木琴の遊び心とティンパニの軽快な打音、それを纏めて覆うようなシンバルの響く叫び。
「おらぁ、おらぁ、おらあっ!!」
「マズいですよこのままじゃあ!」「……」
叩けば叩くほど響きを増すシンバルの音、音壁もセッションも乱れ始めているがシロフォンは冷静にただ音を鳴らしている。
「ティンパニ、見える?」
「…あそこ、穴が開いている。」
「そう、音域に依存するあまり壁を貼る事に無頓着で気付いていない。そこを突くわよ」
「わかりました!」
性能にかまける余りに戦い方を知らない。これがレベル1と熟練者の違いだ。
「あなを広げるように、鋭くつついて..」
槍のように研ぎ澄ました音を穴へ奏でていく。穴は徐々に押し広げられ、壁にヒビを入れる
「もう少し..ティンパニお願い!」
「はいです!」
打音による重たい一撃。
音壁は割れ、筒抜けとなった。
「突破です!」
「よし、一気に音を流し込むぞ」
空いた大きな隙間に音を盛大に奏でる。しかしその音は再び遮断され、シンバルの元へと届く事はなかった。
「何!? どういう事だ!」
「音壁が..再び直ぐに貼られてしまった!」
元々あった隙も綺麗に修正されている。これも音域のなせる技なのか
「おい、どうしたんだ?
音が響かねぇぞ、演奏やめたのか?」
「あいつ...」
煽ってきてはいるが出来事に気付いてはいないらしい。ただ金属の板を叩いているだけだ
「まさかあいつ..叩く回数で音域を変化させられるのか!」
「音域の変化!?
そんな事が可能なのですか!」
「..わからない、でもやってみよう」
「悪いが俺は止まらんぜ!」
一打目、音域展開
「成程、叩くまで音域は無いのか。ならばこれはどうだ?」
「おらっ!」
二打目を打つと同時にこれでもかと鋭利に研いだ音を放つ。
「..やはりか。」
鋭い音は壁を突き抜け、更なる鐘に当たり消滅する。二打目は音域を壁に変える。
「やはり面白いな、シンバル!」
「久しぶりに声聞くな!
..てかなんで声は聞こえるんだ?」
「肉声は能力じゃない、ただの会話なら音壁を通さずともやりとり出来る。
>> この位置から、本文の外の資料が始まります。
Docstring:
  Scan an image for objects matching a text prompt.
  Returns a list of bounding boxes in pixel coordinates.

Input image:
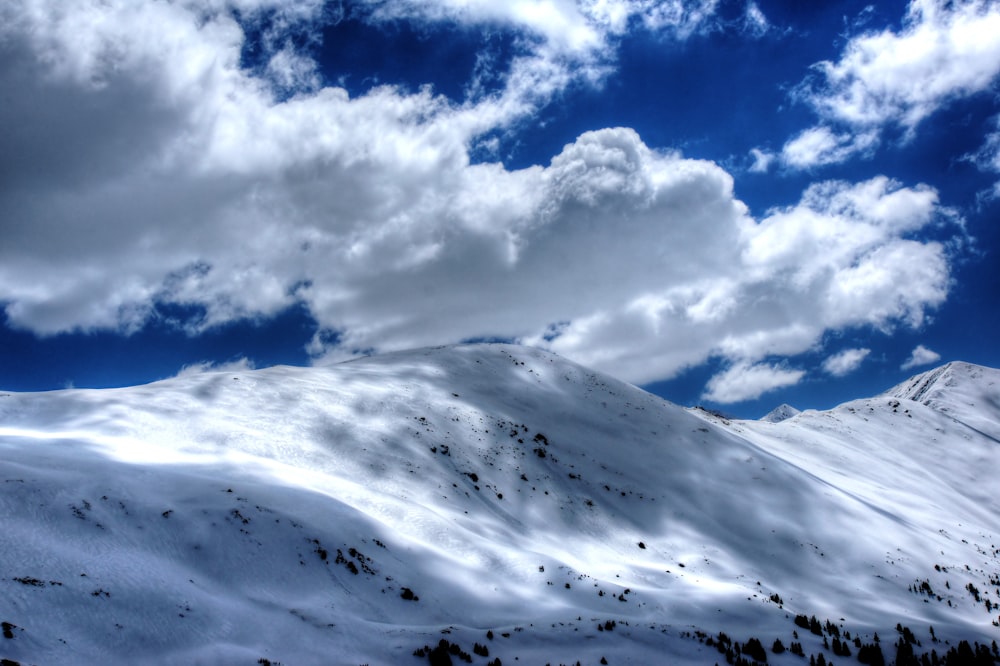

」
「へぇ..。
なら何度叩いたら声は聞こえなくなるんだ?」
力任せに金属板を一度二度、加えて三度連続で叩いた。
「さて、どうなる..?」
「試しに打ってみましょう!」
「あ、まてティンパニ!」
打音が衝撃波となって真っ直ぐに飛ぶ。すぐに掻き消えると思っていたが、悠々に壁を破壊し進み続けた。
「音壁を破った!」
「いや、違う。これは...」
割れた音壁の破片が衝撃波を吸収し、細かい刃のようにしてこちらへ飛んでくる。
「直ぐに音壁をっ!」
「わかってる..!」
音壁を作り防御をするも強度が及ばず、直ぐに刃に崩されてしまう。壁を貫いた細やかな刃は容赦なく二人に刺さり、傷を負わせる。
「くっ..!」
「どうしたよ、こんなもんか?
俺を隊に入れるんじゃなかったのかよ。」
完全に見下し状態、相手が膝を落としているのだから無理もない。
「舐めるな..」
「舐めるなだぁ?
負けたクセしてよく言うぜ、エラそうによぉ」
確実に調子に乗っている。
つけ上がりのさばるか、と思い悩むがいつの世も出る杭は打たれるものだ。
「まったく大した腕だなぁ、新人さんよ!」
「あ、何だ?」
「音壁ぶっ壊しちゃあ後ろガラ空きだぞ?」
気配も無しに背後を取った派手な出立ちの男、腕組み高笑いしながら目は強者を示している。
「あれは...!」
「お師匠さん..。」
「ふんっ!」
掌底で顔を砂に打ち付けられ身動きが取れない。足をバタつかせようと手を振るわせようと男の腕はシンバルの顔を離さない。
「…どうだ、来るか?」
「....ふぁい..。」
抗えない強者に対してどう接するべきか、それは誰よりも理解していた。
「おし決まりだ!
皆の者、直ぐに還るぞ。一つ獲得だ!」
「勝手に決めんな!」そう心の中で叫んだ。